1. Julie

    I love the idea of giving candidates topics for discussion. This certainly will allow the candidates to prepare and find ways to share their strengths in a unique way – in a way that may mirror what they do in the classroom or as a leader. I also agree with your comments about having the candidate dig deeper and support their answers. This has happened in an interview – both with me as the candidate and in interviewing a prospective teacher. It was very insightful in both circumstances! I love your posts! Cheers!

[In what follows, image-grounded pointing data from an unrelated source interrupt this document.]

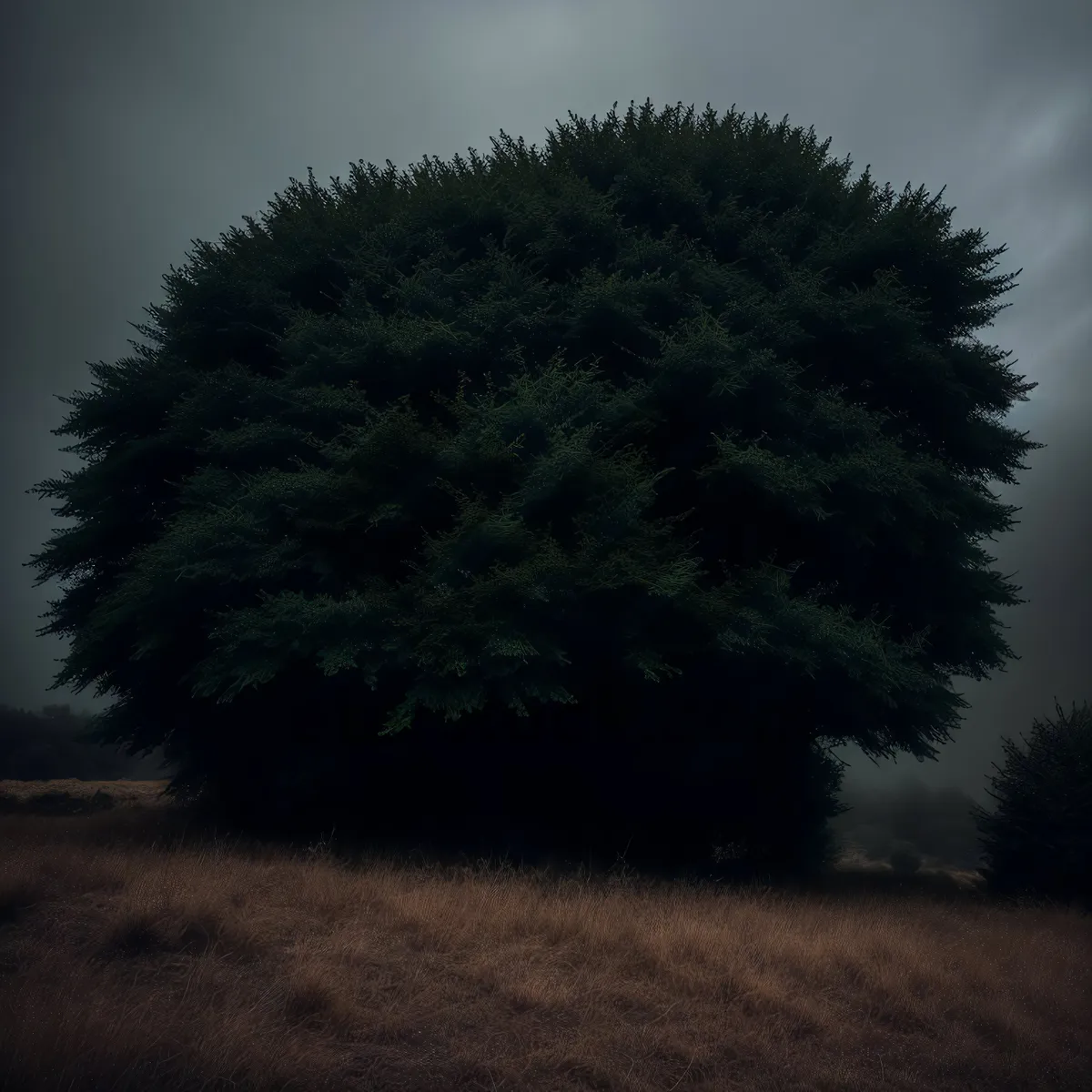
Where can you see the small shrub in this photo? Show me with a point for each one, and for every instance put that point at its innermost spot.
(905, 860)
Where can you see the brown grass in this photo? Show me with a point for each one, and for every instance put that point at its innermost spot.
(136, 954)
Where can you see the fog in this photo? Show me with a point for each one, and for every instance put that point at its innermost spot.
(132, 129)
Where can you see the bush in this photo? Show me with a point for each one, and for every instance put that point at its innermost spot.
(1037, 842)
(905, 860)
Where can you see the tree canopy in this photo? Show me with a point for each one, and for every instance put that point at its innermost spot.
(667, 448)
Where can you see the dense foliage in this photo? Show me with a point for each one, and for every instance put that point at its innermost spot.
(1038, 839)
(599, 490)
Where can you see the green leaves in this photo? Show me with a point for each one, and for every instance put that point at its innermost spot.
(672, 409)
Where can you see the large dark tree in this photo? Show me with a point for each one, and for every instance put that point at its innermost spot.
(601, 490)
(1037, 841)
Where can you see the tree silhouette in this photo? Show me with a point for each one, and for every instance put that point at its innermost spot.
(595, 491)
(1038, 839)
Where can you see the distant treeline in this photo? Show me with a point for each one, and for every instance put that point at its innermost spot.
(44, 747)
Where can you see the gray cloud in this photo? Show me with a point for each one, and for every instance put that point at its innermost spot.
(135, 128)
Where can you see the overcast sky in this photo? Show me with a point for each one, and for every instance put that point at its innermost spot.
(134, 128)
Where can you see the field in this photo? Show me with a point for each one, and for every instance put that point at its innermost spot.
(140, 953)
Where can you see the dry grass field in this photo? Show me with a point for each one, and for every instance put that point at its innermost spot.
(140, 954)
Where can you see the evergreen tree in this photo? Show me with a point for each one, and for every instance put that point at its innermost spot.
(1038, 839)
(605, 487)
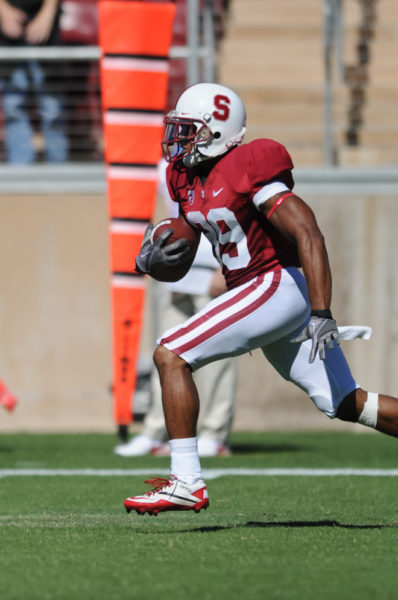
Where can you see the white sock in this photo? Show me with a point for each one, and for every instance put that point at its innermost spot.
(185, 462)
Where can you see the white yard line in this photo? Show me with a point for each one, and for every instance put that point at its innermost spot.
(207, 473)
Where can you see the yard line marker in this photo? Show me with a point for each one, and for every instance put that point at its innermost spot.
(207, 473)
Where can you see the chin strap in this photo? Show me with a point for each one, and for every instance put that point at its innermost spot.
(368, 416)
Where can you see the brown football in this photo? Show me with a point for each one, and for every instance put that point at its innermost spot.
(181, 229)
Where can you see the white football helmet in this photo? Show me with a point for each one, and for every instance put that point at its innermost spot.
(207, 121)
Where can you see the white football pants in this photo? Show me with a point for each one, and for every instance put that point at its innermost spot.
(216, 382)
(267, 312)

  2. Being part of a school that has anxiety as its #1 goal, I started sending out interview questions to candidates the day before (want good thinking not quick responses) – a strategy other schools have now started to use as well. I did add a twist where I have a ‘choose a mystery question’ 3 envelopes for candidates to randomly choose from (all 3 envelopes are duplicated for all candidates) so we can see how they do with one ‘surprise’ question.
    Great sharing about interview thinking!

  3. kirsten

    another thoughtful and timely post thanks. Reminded me of my interview for teaching college. We were asked to submit 3 topics we would be interested to talk about in a group discussion. 8 candidates participated in the discussion observed by a college tutor and heads from the region. Randomly people were requested to speak about one of their prepared topics ( no choice of which). They were not just looking at knowledge, but confidence, preparation, interpersonal interactions, communication skills. I thought it was great. Later in the day we had individual interviews with two heads from the region. Not college personnel. The thinking was. These were the people who knew the school environments, these wear the people we would eventually be working with, so they should have input in student selection. After training we were sent on school interviews 6 at a time. I thought for sure I would lose my first interview as another candidate had been a student teacher at the school. After achieving the job I asked the head why she hired me, she told me that I was the best fit for her school as I wanted to inspire children, not help them. The school was tough but a great learning experience. And I’ve carried that good fit message with me always when interviewing on both sides of the table. 🙂

  4. Alex

    An interesting post George. I have to be honest, I often find myself disagreeing with what you write (on a side note, this is one of the reasons I keep reading them), this post however, I see eye-to-eye with you. I work in an international school and have been on both sides of the interview panel, the hiring side much more, recently. I often feel that the interview process leaves a lot to be desired and we receive the same carbon-copy answers and nothing deeper or without any real sense of fulfilment – I will be sharing this post with my colleagues in the new year.